2011-07-02
Dear Googlebot: SMTP is not HTTP
From the logs of a SMTP server here:
32301# remote from [66.249.67.36] 32301r GET /robots.txt HTTP/1.1 32301w 550 Syntax error 32301r Host: 128.100.3.51:25 32301w 550 Unknown command 'Host' 32301r Connection: Keep-alive 32301w 550 Syntax error 32301r Accept: text/plain,text/html 32301w 550 Syntax error 32301r From: googlebot(at)googlebot.com 32301w 550 Unknown command 'From' 32301# aborted: session terminated
(The abort is from my server, which drops connections after too many syntax errors.)
Then it immediately tries the same thing with 'GET / HTTP/1.1
'
instead. Oh, and this is nowhere near the first time that Googlebot
has tried this; the first instance in my logs dates from 2007.
Yes, I'm sure that somewhere there is something that looks like a HTTP link to port 25 on this IP address (although Google doesn't know about it; I've tried the obvious web search). But this is still a failure on Google's part, because they should be much more careful than this with any 'url' that involves a port that is known to be used for another protocol. Sure, someone could be running a web server on port 25 against all expectations, but the odds are far better that someone has created a bad or malicious link. And certainly when Googlebot has been receiving SMTP replies for years, it should stop attempting to crawl entirely.

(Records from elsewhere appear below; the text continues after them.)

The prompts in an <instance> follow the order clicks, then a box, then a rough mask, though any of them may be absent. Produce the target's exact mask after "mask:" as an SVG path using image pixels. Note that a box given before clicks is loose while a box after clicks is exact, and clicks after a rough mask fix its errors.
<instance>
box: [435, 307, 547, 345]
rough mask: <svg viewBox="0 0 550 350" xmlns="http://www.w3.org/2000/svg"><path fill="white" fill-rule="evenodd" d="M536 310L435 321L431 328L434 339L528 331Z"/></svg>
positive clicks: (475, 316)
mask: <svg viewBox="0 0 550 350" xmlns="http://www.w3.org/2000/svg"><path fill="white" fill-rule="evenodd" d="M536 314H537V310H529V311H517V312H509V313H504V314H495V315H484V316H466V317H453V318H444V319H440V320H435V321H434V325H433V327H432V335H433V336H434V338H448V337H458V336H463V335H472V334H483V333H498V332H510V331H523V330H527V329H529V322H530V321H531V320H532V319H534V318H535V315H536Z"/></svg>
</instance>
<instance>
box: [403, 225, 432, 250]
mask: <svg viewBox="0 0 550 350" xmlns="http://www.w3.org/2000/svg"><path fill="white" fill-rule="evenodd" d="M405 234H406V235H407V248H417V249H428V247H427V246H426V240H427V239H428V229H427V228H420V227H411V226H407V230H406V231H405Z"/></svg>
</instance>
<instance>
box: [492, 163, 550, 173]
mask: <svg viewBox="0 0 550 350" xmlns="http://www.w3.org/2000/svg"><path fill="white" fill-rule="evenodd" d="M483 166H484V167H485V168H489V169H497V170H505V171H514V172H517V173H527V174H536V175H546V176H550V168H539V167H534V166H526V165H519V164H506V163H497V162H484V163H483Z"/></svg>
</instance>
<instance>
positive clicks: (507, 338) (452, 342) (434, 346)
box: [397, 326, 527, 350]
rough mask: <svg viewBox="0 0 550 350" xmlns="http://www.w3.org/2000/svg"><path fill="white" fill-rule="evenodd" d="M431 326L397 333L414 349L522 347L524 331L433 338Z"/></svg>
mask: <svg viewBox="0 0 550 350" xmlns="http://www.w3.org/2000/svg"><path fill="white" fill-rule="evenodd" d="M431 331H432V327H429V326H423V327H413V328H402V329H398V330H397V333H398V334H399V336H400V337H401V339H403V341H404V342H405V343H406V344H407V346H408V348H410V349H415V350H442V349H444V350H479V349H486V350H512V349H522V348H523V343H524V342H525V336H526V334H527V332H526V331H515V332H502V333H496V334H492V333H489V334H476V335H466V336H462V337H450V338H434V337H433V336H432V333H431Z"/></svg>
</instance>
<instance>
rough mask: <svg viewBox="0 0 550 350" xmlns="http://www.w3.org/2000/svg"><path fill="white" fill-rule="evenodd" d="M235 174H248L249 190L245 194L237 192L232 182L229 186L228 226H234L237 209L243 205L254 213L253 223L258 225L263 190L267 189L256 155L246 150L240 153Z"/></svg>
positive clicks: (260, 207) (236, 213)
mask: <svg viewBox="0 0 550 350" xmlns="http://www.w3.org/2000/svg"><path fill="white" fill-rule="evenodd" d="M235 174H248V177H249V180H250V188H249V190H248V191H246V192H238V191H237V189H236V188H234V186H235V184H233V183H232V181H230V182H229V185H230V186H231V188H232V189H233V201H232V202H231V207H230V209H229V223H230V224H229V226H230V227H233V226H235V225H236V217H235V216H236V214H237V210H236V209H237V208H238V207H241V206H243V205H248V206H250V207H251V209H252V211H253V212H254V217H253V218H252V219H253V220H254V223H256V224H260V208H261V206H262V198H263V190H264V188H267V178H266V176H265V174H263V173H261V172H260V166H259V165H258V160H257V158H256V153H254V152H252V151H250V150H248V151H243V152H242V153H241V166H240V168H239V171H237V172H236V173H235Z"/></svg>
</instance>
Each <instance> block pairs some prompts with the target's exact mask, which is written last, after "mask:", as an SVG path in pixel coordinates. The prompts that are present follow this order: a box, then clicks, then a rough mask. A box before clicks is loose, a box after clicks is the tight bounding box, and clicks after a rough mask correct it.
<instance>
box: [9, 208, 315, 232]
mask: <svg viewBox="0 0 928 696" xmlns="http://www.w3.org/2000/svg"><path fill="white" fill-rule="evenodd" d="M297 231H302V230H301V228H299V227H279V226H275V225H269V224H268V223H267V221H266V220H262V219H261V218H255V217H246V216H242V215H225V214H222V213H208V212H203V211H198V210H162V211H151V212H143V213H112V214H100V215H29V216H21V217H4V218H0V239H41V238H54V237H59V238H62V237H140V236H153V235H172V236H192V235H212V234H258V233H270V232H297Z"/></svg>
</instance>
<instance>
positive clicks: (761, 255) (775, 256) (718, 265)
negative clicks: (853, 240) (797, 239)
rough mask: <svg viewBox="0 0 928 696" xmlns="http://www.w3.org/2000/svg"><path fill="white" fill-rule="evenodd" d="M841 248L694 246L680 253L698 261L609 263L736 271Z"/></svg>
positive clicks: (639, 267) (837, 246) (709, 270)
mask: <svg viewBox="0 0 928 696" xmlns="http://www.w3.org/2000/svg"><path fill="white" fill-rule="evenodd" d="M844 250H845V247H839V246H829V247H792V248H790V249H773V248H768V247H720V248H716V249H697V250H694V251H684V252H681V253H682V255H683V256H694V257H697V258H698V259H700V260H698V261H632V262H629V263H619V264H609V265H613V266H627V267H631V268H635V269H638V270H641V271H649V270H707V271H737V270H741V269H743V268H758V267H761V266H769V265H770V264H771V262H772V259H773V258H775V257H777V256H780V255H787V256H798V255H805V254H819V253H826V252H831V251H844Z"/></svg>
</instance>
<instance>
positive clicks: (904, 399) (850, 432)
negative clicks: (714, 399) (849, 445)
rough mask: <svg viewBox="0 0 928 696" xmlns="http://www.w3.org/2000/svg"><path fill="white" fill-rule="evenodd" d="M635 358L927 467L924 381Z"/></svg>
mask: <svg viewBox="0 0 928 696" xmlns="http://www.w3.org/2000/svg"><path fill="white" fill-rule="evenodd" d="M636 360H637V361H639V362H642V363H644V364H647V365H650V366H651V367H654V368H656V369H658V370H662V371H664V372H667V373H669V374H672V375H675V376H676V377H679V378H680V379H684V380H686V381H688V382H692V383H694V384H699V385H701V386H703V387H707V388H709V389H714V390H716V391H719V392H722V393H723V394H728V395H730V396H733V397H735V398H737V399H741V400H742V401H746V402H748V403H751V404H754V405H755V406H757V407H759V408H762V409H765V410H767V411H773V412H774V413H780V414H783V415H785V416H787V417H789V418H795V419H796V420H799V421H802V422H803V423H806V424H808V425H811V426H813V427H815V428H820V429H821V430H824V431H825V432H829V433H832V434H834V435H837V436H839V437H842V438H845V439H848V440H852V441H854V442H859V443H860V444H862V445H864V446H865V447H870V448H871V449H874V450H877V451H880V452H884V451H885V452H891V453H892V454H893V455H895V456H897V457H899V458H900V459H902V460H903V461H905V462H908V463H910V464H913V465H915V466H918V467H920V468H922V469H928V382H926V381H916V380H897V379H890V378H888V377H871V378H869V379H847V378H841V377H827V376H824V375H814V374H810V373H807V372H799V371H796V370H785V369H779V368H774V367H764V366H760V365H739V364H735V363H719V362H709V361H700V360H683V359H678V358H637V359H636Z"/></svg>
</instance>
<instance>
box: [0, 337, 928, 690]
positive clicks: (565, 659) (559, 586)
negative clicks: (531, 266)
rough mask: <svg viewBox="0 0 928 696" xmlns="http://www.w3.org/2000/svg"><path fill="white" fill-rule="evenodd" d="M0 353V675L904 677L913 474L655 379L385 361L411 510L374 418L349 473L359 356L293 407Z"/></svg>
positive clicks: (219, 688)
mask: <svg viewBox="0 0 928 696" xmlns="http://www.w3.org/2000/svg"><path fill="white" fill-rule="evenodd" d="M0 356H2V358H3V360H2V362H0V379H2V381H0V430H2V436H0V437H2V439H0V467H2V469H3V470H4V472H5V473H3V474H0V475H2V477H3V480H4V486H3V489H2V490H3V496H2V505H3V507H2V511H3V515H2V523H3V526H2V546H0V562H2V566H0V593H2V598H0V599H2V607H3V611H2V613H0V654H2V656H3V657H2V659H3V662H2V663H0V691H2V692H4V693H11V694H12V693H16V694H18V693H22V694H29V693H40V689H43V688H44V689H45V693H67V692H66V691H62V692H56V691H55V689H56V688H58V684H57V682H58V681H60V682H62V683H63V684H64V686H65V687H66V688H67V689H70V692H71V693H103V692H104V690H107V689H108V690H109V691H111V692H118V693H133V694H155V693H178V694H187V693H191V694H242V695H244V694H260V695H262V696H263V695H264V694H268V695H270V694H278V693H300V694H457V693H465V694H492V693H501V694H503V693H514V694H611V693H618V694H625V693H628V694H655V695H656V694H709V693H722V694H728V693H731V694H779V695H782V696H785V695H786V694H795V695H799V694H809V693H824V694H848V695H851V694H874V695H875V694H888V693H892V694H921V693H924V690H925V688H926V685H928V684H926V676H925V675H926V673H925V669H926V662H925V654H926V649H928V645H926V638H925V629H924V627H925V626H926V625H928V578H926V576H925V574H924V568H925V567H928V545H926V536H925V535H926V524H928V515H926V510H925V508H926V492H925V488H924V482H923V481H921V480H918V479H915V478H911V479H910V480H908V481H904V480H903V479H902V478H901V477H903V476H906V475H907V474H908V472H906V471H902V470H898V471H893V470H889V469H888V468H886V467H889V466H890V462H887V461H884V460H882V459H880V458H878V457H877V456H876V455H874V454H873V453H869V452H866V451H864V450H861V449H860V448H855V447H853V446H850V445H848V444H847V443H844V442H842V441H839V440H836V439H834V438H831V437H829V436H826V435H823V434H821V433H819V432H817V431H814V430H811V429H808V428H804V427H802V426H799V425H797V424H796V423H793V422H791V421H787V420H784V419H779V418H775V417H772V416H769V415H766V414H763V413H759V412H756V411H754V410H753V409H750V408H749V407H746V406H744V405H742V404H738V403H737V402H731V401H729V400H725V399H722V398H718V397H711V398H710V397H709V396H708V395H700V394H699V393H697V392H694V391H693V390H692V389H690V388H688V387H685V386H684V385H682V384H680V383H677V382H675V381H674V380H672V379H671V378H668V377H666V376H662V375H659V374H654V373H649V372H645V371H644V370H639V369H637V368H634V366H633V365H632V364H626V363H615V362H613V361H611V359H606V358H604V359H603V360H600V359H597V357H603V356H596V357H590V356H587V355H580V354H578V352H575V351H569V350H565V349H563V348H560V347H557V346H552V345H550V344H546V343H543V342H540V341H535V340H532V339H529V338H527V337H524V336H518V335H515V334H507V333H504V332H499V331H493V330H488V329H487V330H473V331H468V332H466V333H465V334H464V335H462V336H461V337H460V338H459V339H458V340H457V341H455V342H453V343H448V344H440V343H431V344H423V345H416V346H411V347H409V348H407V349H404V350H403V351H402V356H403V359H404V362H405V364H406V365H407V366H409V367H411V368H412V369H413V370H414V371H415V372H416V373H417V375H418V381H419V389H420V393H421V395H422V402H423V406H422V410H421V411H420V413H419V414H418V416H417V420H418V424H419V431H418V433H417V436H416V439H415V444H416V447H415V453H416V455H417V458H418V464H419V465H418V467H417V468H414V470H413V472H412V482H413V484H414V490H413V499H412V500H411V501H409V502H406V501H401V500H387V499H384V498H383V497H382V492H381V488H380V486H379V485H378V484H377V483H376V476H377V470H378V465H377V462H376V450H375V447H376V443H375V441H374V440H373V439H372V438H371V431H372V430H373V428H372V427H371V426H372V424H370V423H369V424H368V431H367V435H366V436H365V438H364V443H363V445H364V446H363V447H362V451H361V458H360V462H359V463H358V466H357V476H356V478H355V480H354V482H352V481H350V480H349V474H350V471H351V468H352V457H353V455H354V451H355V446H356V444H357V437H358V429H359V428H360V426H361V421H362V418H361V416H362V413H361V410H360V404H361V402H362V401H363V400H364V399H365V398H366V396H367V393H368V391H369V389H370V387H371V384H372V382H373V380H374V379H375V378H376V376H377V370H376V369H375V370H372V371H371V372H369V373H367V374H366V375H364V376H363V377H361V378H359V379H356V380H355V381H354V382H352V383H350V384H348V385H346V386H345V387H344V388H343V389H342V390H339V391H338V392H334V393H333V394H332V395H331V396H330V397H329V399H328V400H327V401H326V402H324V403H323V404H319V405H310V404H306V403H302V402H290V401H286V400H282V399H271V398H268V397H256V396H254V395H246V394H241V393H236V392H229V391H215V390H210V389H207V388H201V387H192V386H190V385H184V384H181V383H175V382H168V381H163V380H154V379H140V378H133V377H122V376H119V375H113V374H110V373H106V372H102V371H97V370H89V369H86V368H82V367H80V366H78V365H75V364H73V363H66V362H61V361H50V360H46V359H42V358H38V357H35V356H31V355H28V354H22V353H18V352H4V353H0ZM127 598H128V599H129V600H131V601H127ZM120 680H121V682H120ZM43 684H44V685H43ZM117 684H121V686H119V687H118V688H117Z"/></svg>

The other failure is that Googlebot should not have made the second
query for /
after its attempt to retrieve robots.txt failed. This
was not a web server telling Googblebot 'there is no such file here';
this was the retrieval itself failing with protocol errors. Even if
Googlebot does not specifically have recognizers for SMTP responses (and
I maintain that it should), an odd port plus protocol failures should
mean 'this is probably not a web server, stop now'.
PS: I'm aware that part of the blame falls on my MTA for being so old that it doesn't immediately disconnect Googlebot for illegal pipelining (I assume that that's what's happening here).